Deutliche Mieterhöhungen bei Covivio: Berliner Wohnungsbündnis bröckelt weiter

Covivio erhöht in einem Spandauer Haus die Mieten um 15 Prozent – unter Umgehung des Mietspiegels. Damit verstößt das Unternehmen gegen eine Selbstverpflichtung des Dachverbands

Das Wohnungsunternehmen Covivio erhöht in einem Mietshaus in Staaken die Mieten um 15 Prozent, ohne dabei den Mietspiegel zu berücksichtigen. Im Fall einer knapp 60 Quadratmeter großen Wohnung fordert Covivio eine Mieterhöhung von rund 60 Euro ab dem 1. Oktober. Nach dem neuen Mietspiegel, der im Juni vorgestellt worden war, hätte die Miete nur um etwa 13 Euro angehoben werden dürfen.

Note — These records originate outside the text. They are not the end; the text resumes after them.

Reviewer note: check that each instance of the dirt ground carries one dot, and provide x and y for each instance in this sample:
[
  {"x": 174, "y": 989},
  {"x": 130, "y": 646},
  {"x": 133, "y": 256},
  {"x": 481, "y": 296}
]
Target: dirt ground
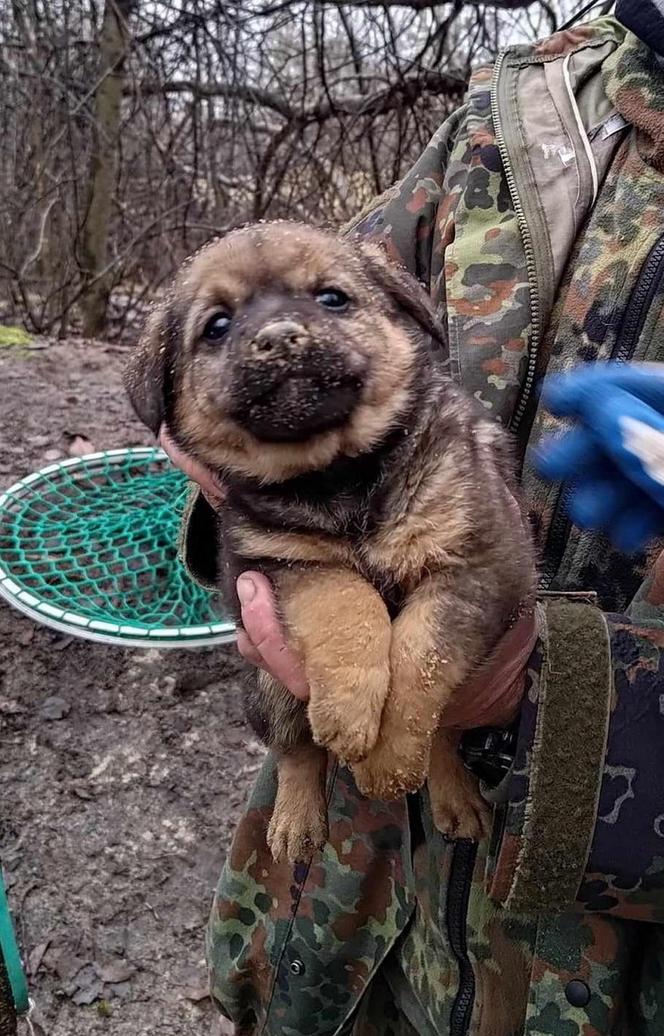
[{"x": 122, "y": 773}]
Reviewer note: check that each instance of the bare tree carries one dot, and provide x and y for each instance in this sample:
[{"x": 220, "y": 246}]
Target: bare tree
[
  {"x": 132, "y": 133},
  {"x": 114, "y": 46}
]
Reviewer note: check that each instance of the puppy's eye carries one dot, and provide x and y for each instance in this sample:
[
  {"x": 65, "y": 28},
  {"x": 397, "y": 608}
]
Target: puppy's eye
[
  {"x": 217, "y": 327},
  {"x": 333, "y": 298}
]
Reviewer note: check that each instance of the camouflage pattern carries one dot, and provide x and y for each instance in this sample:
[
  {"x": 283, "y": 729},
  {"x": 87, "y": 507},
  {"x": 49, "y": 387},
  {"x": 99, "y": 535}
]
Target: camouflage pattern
[{"x": 393, "y": 929}]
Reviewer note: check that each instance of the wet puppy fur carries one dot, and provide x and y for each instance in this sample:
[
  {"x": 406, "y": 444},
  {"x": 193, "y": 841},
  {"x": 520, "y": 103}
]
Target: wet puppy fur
[{"x": 379, "y": 499}]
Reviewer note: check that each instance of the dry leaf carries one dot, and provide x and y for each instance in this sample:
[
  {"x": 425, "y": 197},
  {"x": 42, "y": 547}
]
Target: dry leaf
[{"x": 79, "y": 447}]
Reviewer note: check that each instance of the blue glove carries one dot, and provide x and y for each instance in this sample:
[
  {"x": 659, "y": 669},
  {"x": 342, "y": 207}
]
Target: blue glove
[{"x": 612, "y": 460}]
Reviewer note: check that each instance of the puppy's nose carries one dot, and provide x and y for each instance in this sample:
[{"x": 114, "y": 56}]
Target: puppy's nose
[{"x": 280, "y": 334}]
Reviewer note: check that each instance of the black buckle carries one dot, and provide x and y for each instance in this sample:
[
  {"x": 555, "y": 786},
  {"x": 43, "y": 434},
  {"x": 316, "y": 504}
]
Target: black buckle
[{"x": 489, "y": 752}]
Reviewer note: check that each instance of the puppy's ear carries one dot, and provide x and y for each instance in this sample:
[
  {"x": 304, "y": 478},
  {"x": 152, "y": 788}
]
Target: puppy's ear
[
  {"x": 145, "y": 374},
  {"x": 405, "y": 291}
]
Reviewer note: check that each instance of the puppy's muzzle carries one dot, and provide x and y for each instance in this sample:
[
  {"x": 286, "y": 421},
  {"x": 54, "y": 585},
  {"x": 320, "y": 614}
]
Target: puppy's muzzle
[{"x": 290, "y": 383}]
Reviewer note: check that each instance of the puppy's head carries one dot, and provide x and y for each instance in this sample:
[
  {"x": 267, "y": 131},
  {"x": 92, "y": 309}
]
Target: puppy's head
[{"x": 279, "y": 348}]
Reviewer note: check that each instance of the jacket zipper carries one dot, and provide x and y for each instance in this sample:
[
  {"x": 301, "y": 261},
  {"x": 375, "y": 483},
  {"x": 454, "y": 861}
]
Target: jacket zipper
[
  {"x": 646, "y": 286},
  {"x": 458, "y": 894},
  {"x": 536, "y": 333}
]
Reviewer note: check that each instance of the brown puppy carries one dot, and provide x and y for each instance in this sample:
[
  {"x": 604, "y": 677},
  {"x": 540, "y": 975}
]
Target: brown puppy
[{"x": 309, "y": 372}]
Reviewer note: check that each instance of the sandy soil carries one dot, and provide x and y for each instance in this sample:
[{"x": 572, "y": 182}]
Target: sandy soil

Die „Berliner Zeitung“ hatte zuerst über diese Erhöhung berichtet. Nach Tagesspiegel-Informationen sind auch alle anderen Wohnungen des Mehrfamilienhauses im Brunsbütteler Damm betroffen. Laut Covivio befinden sich 38 Wohnungen in dem Gebäude, die Hälfte sei von den Mieterhöhungen betroffen. Insgesamt besitzt Covivio in Berlin knapp 17.000 Wohnungen. Bei wie vielen Wohnungen davon Vergleichswohnungen für Mieterhöhungen herangezogen werden, beantwortete das Unternehmen nicht.

Als Begründung für die starke Erhöhung verweist Covivio auf fünf Vergleichswohnungen, die allerdings nicht ebenfalls in Spandau, sondern in Mitte und Kreuzberg liegen. Rechtlich ist das möglich, denn der neue Mietspiegel ist wegen Verzögerungen in der Erstellung, die durch einen Rechtsstreit zustande kamen, nur ein „einfacher“ Mietspiegel und kein mit umfassender Datenerhebung ermittelter, „qualifizierter“ Mietspiegel, wie er für das Jahr 2024 wieder erarbeitet werden soll.

11
Prozent in drei Jahren wollten die Mitglieder des Wohnungsbündnisses ihre Miete maximal erhöhen

Als einfacher Mietspiegel ist er aber nur eine von mehreren Möglichkeiten, Mieterhöhungen zu begründen. Das Heranziehen von Vergleichswohnungen, wie nun von Covivio angewandt, ist eine andere. Bisher wurden seit Inkrafttreten des einfachen Mietspiegels aber noch keine Erhöhungen bekannt, die mit Vergleichswohnungen begründet wurden.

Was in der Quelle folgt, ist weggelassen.